Certains s’époumonaient à essayer de les ramener au calme. Mais face à la vitalité du jeune public, ils ont fini par céder ou par accepter que la Maison de la danse soit pour un soir investie de l’énergie du mouvement qu’elle mettait en scène. Deux manières de concevoir le spectacle et le rôle du public s’affrontaient : l’appréciation silencieuse, polie et policée du public traditionnel, et celle agitée et mouvementée des jeunes qui étaient en nombre. Ils reconstituaient à leur manière, dans ces lieux où scène et salle se font face, la dynamique du cercle, en se réappropriant un rôle de public participant. Ils applaudissaient et soutenaient les danseurs qu’ils connaissaient, où dans lesquels ils se reconnaissaient, et sifflaient ou vannaient les réalisations qu’ils considéraient comme étant déplacées dans ce « festival » de leur propre culture… Les réactions suscitées par le spectacle de la compagnie parisienne Quintessence illustrent ces différentes logiques d’appréciation et d’évaluation.
Une scène présentait deux danseuses. La première, ronde, petite et africaine, est entré en scène en faisant rouler ses hanches…
elle a été accueillie par les acclamations du public. La seconde, mince, grande et blanche, est entrée sur ses pointes, raide
comme un i…. les jeunes se sont mis à siffler. Un rappeur lyonnais hurle dans la salle ”C’est bon Sophie, on vous rappellera”…
Éclats de rire des uns, ”Chut !” agacés des autres. Une autre scène présentait un danseur occidental, rasé, qui virevoltait entre
plusieurs danseuses.
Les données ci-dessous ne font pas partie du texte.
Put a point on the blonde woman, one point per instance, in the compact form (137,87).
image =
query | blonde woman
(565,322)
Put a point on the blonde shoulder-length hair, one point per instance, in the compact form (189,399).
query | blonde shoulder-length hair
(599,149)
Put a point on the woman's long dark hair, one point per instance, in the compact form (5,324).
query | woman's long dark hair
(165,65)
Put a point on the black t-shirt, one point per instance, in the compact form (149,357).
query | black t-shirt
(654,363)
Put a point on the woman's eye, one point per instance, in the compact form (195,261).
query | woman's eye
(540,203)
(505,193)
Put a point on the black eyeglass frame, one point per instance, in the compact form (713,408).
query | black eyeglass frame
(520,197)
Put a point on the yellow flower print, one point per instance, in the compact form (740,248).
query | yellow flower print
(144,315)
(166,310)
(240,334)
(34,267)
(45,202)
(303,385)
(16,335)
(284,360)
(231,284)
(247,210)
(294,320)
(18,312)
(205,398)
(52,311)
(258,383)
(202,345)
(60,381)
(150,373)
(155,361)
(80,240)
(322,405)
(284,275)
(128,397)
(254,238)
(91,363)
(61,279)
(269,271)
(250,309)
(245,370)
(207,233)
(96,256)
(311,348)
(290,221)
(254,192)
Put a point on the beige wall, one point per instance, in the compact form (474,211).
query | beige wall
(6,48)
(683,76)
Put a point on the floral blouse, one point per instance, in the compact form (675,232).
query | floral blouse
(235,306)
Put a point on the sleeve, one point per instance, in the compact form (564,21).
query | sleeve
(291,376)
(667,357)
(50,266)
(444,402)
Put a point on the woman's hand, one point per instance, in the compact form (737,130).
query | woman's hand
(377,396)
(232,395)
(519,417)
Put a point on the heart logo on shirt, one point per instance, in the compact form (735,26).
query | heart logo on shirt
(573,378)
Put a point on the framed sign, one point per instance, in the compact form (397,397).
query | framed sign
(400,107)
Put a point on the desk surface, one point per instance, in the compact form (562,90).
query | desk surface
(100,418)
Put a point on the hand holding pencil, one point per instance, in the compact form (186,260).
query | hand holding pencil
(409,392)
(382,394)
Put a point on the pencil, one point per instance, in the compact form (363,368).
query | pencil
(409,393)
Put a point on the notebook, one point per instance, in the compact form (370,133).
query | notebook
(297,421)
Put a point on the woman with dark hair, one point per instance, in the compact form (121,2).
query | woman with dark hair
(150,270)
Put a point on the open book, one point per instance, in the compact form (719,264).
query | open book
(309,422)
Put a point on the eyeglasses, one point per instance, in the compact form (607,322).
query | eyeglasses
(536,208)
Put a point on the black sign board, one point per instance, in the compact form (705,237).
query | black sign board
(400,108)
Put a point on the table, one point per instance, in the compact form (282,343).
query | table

Au cœur du silence attentif, quasi religieux du public traditionnel, une voix s’élève au cœur des tribunes : ”Ho,
Monsieur propre, tu sais pas que la polygamie s’est interdit ?”…
Les jeunes font leur propre spectacle. Avec humour et véhémence, ils rappellent leurs propres conventions. Ainsi, si le public des habitués de la Maison de la Danse, apprécie et applaudit une ”écriture” chorégraphique, les jeunes saluent et acclament les performances. A la fin de chaque spectacle, ils envahissent progressivement la scène, pour reconstituer le cercle des défis, qui est souvent évacué par cette mise en spectacle de la break danse. Les jeunes breakeurs sont impatients d’affronter ces danseurs reconnus, de se montrer, de se défier, mais aussi de regarder d’un peu plus près, et d’apprendre les nouvelles variantes des figures référentes de la Break Danse. La scène déborde bientôt de danseurs, et le « free-style » s’emballe, le niveau monte. De parfaits inconnus réalisent bientôt des performances supérieures à celles des danseurs reconnus… Le ”staff” de la Maison de la Danse, désireux de ne pas se laisser déborder, baisse doucement les lumières. Les breakeurs quittent la scène, mais le cercle se
reconstitue dans le hall de la Maison de la Danse. Ils continuent à danser, à se défier, sur le sol froid et dur de l’entrée de ce temple de la culture, comme pour se réapproprier l’événement. Pour stopper cette effusion créative, il faudra encore une fois éteindre les lumières. Les breakeurs sont tranquillement poussés au-dehors, mais les défis continuent. La break danse retourne là où elle a commencé, dans la rue, sur le trottoir de la Maison de la Danse.